Some additional points (briefly):
- How quickly can we compute $f(X)$?
- Can we accelerate convergence (variance reduction)?
### Pseudo-random number generation
- Pretend *deterministic* and process is random.
- We lose if it doesn’t *look* random!
- ... but *quasi-random* numbers (low-discrepancy
sequences) are also useful.
- RNG functions have *state*
- Basic `random()` call is *not* thread-safe!
### Parallel PRNG strategies
- Put RNG in critical section (slow)
- Run independent RNGs per thread
- Concern: correlation between streams
- Requires RNG with a very long period
- Split stream from one RNG
- Leapfrog: thread 0 uses even steps, thread 1 uses odd
- Block: like leapfrog, but blocked fashion
- Helpful if it’s cheap to skip steps! (often the case)
Good libraries help!
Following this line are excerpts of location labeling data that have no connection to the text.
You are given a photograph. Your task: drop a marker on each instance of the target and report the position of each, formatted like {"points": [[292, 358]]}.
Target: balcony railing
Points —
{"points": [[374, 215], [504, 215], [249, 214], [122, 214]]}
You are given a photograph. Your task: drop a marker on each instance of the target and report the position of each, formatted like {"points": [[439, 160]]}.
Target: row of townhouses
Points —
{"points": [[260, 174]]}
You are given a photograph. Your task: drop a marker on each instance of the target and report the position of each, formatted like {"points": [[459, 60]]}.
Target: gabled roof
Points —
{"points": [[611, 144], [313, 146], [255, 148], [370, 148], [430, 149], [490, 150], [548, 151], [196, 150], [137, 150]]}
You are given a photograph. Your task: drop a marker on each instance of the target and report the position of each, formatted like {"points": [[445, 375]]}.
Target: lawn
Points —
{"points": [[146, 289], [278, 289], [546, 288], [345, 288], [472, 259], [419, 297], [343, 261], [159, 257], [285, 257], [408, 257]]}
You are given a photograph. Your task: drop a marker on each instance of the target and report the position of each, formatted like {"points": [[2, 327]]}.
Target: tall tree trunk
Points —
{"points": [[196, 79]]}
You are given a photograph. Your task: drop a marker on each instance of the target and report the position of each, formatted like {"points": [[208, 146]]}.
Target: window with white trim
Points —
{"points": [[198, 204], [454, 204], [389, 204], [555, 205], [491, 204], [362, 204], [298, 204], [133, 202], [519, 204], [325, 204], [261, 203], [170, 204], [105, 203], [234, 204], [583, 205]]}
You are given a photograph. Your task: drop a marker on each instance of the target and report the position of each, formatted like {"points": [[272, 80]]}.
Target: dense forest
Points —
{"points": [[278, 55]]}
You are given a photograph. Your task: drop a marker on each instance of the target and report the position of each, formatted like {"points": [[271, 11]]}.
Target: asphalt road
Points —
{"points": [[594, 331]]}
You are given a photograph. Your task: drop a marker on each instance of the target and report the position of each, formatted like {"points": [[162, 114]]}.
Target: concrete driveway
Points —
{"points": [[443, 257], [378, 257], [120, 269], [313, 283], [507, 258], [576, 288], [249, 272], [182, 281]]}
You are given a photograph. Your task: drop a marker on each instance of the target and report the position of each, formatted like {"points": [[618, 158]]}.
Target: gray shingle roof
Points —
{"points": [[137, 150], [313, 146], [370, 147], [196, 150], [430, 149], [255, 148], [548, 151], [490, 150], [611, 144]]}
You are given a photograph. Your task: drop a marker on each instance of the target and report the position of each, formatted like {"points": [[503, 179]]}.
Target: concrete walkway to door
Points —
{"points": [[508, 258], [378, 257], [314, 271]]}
Mersenne twister, SPRNG, ...?
### One solution
- Use a version of Mersenne twister with no global state:
- Choose pseudo-random seeds per thread at startup.
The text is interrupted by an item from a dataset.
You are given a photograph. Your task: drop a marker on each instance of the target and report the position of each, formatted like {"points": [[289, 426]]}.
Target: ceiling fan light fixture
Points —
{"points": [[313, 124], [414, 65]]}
- See: [Dynamic Creation of Pseudorandom Number
Generators](http://www.math.sci.hiroshima-u.ac.jp/~m-mat/MT/DC/dgene.pdf)
(Matsumo and Nishimura)
- [Code is also available](http://www.math.sci.hiroshima-u.ac.jp/~m-mat/MT/DC/dc.html)
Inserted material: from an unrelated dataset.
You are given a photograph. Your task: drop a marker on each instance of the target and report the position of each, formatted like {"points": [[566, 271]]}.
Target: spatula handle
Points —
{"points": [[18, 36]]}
### Toy problem: Version 2.1p
sum_fX = 0; sum_fX2 = 0; n = 0;
for each thread in parallel
do
fX = result of one random trial
++n;
sum_fX += fX;
sum_fX2 += fX*fX;
errbar = ...
if (abs(errbar/result) < reltol), break; end
loop
end
result = sum_fX/n;
Uh-oh!
### Toy problem: Version 2.2p
sum_fX = 0; sum_fX2 = 0; n = 0; done = false;
for each thread in parallel
do
fX = result of one random trial
get lock
++n;
sum_fX = sum_fX + fX;
sum_fX2 = sum_fX2 + fX*fX;
errbar = ...
if (abs(errbar/result) < reltol)
done = true;
end
release lock
until done
end
result = sum_fX/n;
Better, but expensive.
### Toy problem: Version 2.3p
sum_fX = 0; sum_fX2 = 0; n = 0; done = false;
for each thread in parallel
do
batch_sum_fX, batch_sum_fX2 = B trials
get lock
n += B;
sum_fX += batch_sum_fX;
sum_fX2 += batch_sum_fX2;
errbar = ...
if (abs(errbar/result) < reltol)
done = true;
end
release lock
until done or n > n_max
end
result = sum_fX/n;
### Some loose ends
- Alternative: “master-slave” organization
- Master sends out batches of work to slaves
- Example: SETI at Home, Folding at Home, ...
- What is the right batch size?
- Large $B$ $\implies$ amortize sync overhead
(and variance actually helps with contention!)
- Small $B$ avoids too much extra work
### Some loose ends
- How to evaluate $f(X)$?
- For $p$ points, obvious algorithm is $O(p^2)$
- Binning points better? No gain for $p$ small...
- Is $f(X)$ the right thing to evaluate?
- Maybe $E[g(X)] = E[f(X)]$ but
$\mathrm{Var}[g(X)] \ll \mathrm{Var}[f(X)]$?
- May make much more difference than parallelism!